Actually, it’s already been done!

KNL designed and implemented a HF radio with technology just like described above. It takes in the whole HF band, finds an operational channel extremely fast, and is ready at all times to change the channel to avoid other users and interference. Most importantly of all, it supports data rates suitable to many internet services. All this has been done with the help of cognitive principles that decide how the operational channel is chosen and maintained.

KNL’s HF radio is not just the most advanced cognitive HF radio in the world, but should be seen as a user terminal on a multiradio platform. In addition to HF interface, KNL employs a cellular interface (currently 4G), GNSS (Global Navigation Satellite System, e.g., GPS) interface and wifi interface. In a simple setup, a user can connect a PC to the user terminal via two LAN-ports.

In addition to cognitive software HF radio there’s something else that needs to be considered. That’s the capabilities to form networks.

Without the ability to form networks, users of cognitive software HF radios would be at the mercy of the prevailing ionosphere conditions: sometimes there just would not be an available channel through the ionosphere between, say, a patrol and the base. But by forming a network, the individual radio user has multiple options to build a connection and transmit data home.

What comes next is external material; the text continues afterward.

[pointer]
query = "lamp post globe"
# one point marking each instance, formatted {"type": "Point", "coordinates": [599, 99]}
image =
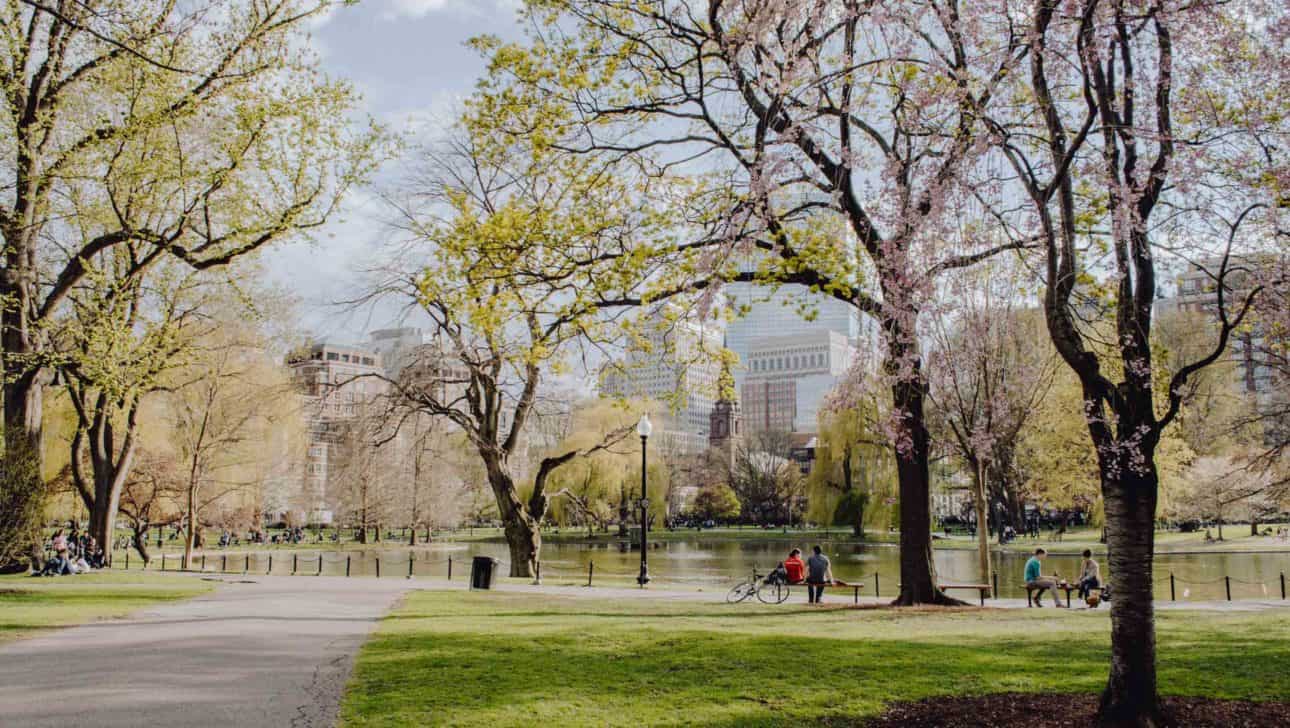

Here, the situation turns upside down since the ionosphere offers a channel to “somewhere” virtually all the time. To do so requires both the sophisticated networking methods and the abundance of “base stations” which to connect to. Put simply, the best way to fight back the misbehaving ionosphere conditions is to, instead of just leaning into one possible link between user A and B, is to have multiple possibilities to make necessary connections.